Fig 1.
CaMKII blockers (KN93 left; tatCN21 right) act through a whole-cell, two-fold division of the GABAA single channel conductance in a subset of cells from trained rats.
A, E: Depicted for each cell is the effect of CaMKII blocker on the average and standard deviation of the event amplitudes. The effect of the CaMKII blocker clearly exhibits two clusters, where one cluster exhibits a large blocker effect on the average and standard deviation of the event amplitude (KN93: trained, n = 16; pseudo, n = 8; naïve, n = 10. tatCN21: trained, n = 10; pseudo, n = 7; naive, n = 5) B, F: Similarly, the effect of CaMKII blocker on the average event amplitude and single channel current exhibits two clusters (KN93: trained, n = 12; pseudo, n = 6; naive, n = 5. tatCN21: trained, n = 10; pseudo, n = 4; naïve, n = 5). C, G: An amplitude distribution curve averaged for all cells in the affected cluster (all cells in the blocker affected cluster for which the single channel current could be calculated; KN93: n = 5; tatCN21: n = 4) is shown for the event amplitudes recorded before (purple) and after (orange) CaMKII blocker. The blocker effect was computationally reversed (black curve) by applying the reverse calculation on the data recorded after applying the CaMKII blocker: The fraction of events that were affected by the drug was calculated (Materials and Methods). This fraction of events was randomly selected from the events recorded after the blocker was applied and the amplitude of these events was multiplied by a factor of two. A new amplitude distribution curve was calculated from the whole set of data, using both the multiplied and the non-multiplied events, exhibiting a fully computationally reversed CaMKII blocker effect. The P values were calculated using Cramer Von Mises two-sample test. D, H: the blocker effect could be reversed in each cell separately. Left: an example of one cell where the histogram of events amplitudes before CaMKII blocker (blue) matched the histogram of the calculated events amplitude after the blocker effect was computationally reversed (red), right the P value was calculated for each cell and the average of these P values was calculated from all cells in the highly affected cluster.
Fig 2.
The CaMKII blocker effect cannot be reversed by an additive model (left) or a 3-fold multiplicative model (right).
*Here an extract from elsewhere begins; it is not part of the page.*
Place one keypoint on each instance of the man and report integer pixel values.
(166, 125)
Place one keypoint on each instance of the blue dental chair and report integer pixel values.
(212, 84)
A, D: Amplitude distribution curve before and after CaMKII blocker (as in Fig 1C). The black curve in A was calculated assuming a model in which the amplitude of each event was increased by a random number ranging from zero to twice the difference between the average event amplitude before the blocker and after the blocker. The black curve in D was calculated assuming a model of multiplication by a factor of 3, where the fraction of events that were affected by the blocker was calculated for each cell and the calculated amplitude distribution curve was reconstructed accordingly. In both models the reverse calculation assuming these models did not yield an effective reversal of the blocker effect on the amplitudes distribution curve. B, E The effect of the blocker could not be reversed on a single cell basis, yielding a high average P value as was shown in the C, F.
Fig 3.
The cells in the CaMKII blocker affected cluster were affected by the task learning through whole-cell twofold multiplication of the GABAA single-channel current.
A. The average single channel current of the cells in the CaMKII affected cluster from the trained group (T-reduced) was approximately twice that of the average single channel current in the naïve group and the non affected trained group (T–not reduced). B. The amplitude distribution curve of the cells in the affected cluster in the trained group could be reconstructed by multiplying all events in the naive group by a factor of two (T-reduced, n = 9; T-not reduced, n = 12; naïve, n = 12). C. The trained group deviated from the control group mainly by the presence of the sub-group of cells that exhibited a large single channel current. D. The cumulative frequency distribution of the trained group could be explained by multiplying by two the average event amplitude of a randomly selected 35% of the cells in the naïve group (P<0.34 Kolmogorov-Smirnov test). Each point represents the average event amplitude in a neuron (x-axis).
Fig 4.
CaMKII blockers (KN93 left; tatCN21 right) act through a whole-cell twofold division of the AMPA single channel conductance in a subset of cells from trained rats.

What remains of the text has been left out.